Ok, we're gonna take a breath and recommit to this film. Hey look, eggs. And a lot of things written on the screen of augury. Hobo appears to be making a dinner of bread and eggs and bacon whilst the Game Master attempts to teach us about characters used in augury. What is Augury? And why aren't his eggs cooked properly? And why is he haphazardly slicing sectioned off bread?


What is it with the friggin Japanese and their slurping 10 minute food molesting scenes?? He hasn't even finished chewing and he's stuffing more... oh god... oh... blech.

And now the film is suddenly in Japanese. Sort of. What? Gray shows up to be a buzz kill and ruins the bacon molesting. Hobo renegade is angry, but follows her anyway. She leads him to a different middle of nowhere. Apparently somewhere in all of the cloudy business the three girls formed a party, and feel that they need this guy and his massive gun to join to help them kill the big boss wormy whale thing. Lucifer laughs like a bird, Gray and Mr. Hobo have a ridiculous Mortal Combat style four round fight to decide whether he will join their party (yay, some really bad punching!!!), he loses badly, they try to make it funny.... and... moving on.

So now they're all off to fight the big bad guy. 12 minutes left! The end is in sight! Aaaaaah, it's called a Madara. We know this only because it's written plainly on someone's GPS. Ummm... Oh no!! General Grievous has just popped out of the Apollo 13 space capsule and is plummeting toward earth! Or something. And I hope, for a moment, that the YS I just noticed on the back of Hobo's hat is somehow paying homage to the RPG of the same name, but that's neither here nor there.
Hobo is set up to shoot, the girls are all set to distract, and General Grievous is on his way, though we're not sure why. Ooooh, that's why. Colonel apparently ordered him and is now controlling his large crazy body telepathically to blow things up. Lucifer dances some more. DAMMIT WOMAN STOPPIT! Oh wait. Apparently when she decides to stop dancing, Lucifer has the power of green aspoldie hands. So there's some asploding.... hobo shoots... and the madara is dead. Holy anticlimactic. Even Luke Skywalker missed once.

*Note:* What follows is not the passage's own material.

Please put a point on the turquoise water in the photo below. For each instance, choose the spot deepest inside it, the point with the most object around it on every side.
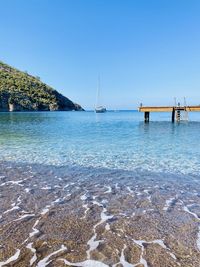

So everyone gets all excited, Mr. Hobo gets all emotional and weepy, celebrations abound... and then the girls take off in their transport devices, leaving hobo in their dust to go collect their points. He gets ticked and tries to shoot the girls down.

And it's over. Wait, what? Where did the movie go? Stuff was blowing up. I... wait... oh never mind.

Brimming with high-impact action and breathtaking special effects, this film will... hahaha. Just kidding. Don't watch it. Seriously. Unless you really like clouds. And the angry flower is ok. And maybe Lucifer's dance stuff is entertaining for a second. It's only 70 minutes of your life I guess, but I'm sure you could come up with better things to do with 70 minutes.

So, until next blog... don't watch this film.